Behavioural finance: the psychology needed for investors in Namibia

By Arney Tjaronda
BBA Student: Banking & Finance Major (UNAM).

Investors fail to understand the very core principle when it comes to investing and that is the behaviour aspect. Having the right investment strategy, top notch research does not always guarantee success if you do not have the right mindset. That is what will be disclosed in this piece.

Understanding Behavioural Finance

As eluded by Business Insider (Feb 4, 2021):” Behavioural finance is a field of study that tries to identify and explain biases that cause people to make irrational investment decisions or behave in financially detrimental ways.”

Investing is about having the right psychology to make better rewarding decisions to increase performance and value of your investment portfolio. Institutional investors usually conduct experiments and research to illustrate a situation most of us would not have a problem with. These experiments are important because humans are not always rational, therefore their decision-making can be flawed.

Understanding behavioural finance is important because it enhances your perception on different investment strategies and evaluate the level of certainty that comes with it. Behavioural finance helps to improve your emotional intelligence as an investor so that emotions like greed, fear, pride and euphoria does not affect your decision-making. It is so important that because of greed alone, the renowned scientist Isaac Newton lost a lot of money on the South China Sea bubble of 1720. This is why it is important to understand behavioural finance and its importance when dealing with investments.

Behavioural finance concepts

These concepts are crucial to understand as an investor because it identifies where one’s logic is.
• Mental accounting is the propensity for people to allocate money for specific purposes
• Herd behaviour is a method whereby investors tend to mimic the financial behavior of what everyone else in the market is doing.
• Emotional gap is when investors make decisions based on what they are feeling, example; fear, excitement, anger and greed
• Self-attribution is when an investor makes decisions based on the overconfidence in one’s knowledge or skills.

Some bias revealed by behavioural finance

Here we are to disclosed some bias identified for behavioural finance analysis. The following information is not presented as my own but was retrieved from an article ini Investopedia (08 May 2021).

Familiarity bias is identified when an investor always invests in what they know such as locally owned companies. As a result, investors are not diversified across multiple sectors and types of investments, which can help reduce the risk of their portfolios. A good example of some investment companies in Namibia is those that mainly focus on purchasing shares in local businesses as a pooled investment (private equity). Some of these investment companies, in which I will not disclose their names, incurred tremendous losses when the companies they invested in failed due to the COVID-19 pandemic. Such loses could have been mitigated if they diversified their portfolios rather than just sticking to what they know.

Loss aversion bias occurs when the investor place vast concern on the losses they might get, rather than the pleasure from potential market gains. This type of mentality is adopted by the “old” financial institutions in Namibia that has the traditional “fail proof” business model that avoids risks from investments instruments which may have higher potential gains. Although these financial institutions have steady long-term returns, their return never seize to change if one was to project their overall returns against market Index charts.

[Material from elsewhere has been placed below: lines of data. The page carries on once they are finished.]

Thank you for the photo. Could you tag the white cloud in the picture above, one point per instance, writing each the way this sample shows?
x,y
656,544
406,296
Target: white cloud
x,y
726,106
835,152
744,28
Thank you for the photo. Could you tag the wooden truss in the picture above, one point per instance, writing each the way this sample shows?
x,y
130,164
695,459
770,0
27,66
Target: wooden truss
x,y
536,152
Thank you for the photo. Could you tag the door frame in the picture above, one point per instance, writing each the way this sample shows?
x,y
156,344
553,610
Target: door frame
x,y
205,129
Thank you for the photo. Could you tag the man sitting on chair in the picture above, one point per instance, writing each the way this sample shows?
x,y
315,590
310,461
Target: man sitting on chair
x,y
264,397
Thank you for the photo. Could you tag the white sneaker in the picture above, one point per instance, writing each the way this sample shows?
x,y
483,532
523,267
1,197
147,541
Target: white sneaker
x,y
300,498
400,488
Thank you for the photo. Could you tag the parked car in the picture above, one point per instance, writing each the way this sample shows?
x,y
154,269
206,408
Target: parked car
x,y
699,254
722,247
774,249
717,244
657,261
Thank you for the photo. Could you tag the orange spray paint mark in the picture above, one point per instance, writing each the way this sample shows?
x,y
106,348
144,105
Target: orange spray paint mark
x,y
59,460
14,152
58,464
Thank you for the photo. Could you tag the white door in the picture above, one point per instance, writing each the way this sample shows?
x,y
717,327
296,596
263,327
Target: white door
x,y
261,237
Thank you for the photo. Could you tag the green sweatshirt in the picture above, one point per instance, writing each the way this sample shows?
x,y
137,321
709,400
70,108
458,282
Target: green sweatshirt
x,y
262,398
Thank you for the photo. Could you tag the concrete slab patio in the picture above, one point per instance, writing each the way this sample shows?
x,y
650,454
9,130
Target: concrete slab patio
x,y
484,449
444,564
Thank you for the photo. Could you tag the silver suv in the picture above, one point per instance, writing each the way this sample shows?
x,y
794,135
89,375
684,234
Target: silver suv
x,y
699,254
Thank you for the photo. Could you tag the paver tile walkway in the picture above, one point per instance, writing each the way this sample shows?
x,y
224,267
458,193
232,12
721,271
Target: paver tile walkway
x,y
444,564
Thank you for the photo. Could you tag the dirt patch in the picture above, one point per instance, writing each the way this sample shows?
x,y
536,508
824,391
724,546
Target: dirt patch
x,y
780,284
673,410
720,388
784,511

Lastly, the confirmation bias, which is when investors are keen on accepting information that confirms their already-held belief in an investment. When information of a certain security surfaces, especially if the material agrees with the investor’s belief, they will use it to make their investment decision even if the information is flawed.

In conclusion, behavioural finance is very important and should be taken seriously because it can help elevate your success when making investment decisions. They say the hardest battle starts from the mind, therefore if you want to succeed as an investor in Namibia, discipline your mind and do not pay too much attention to only one person’s opinion.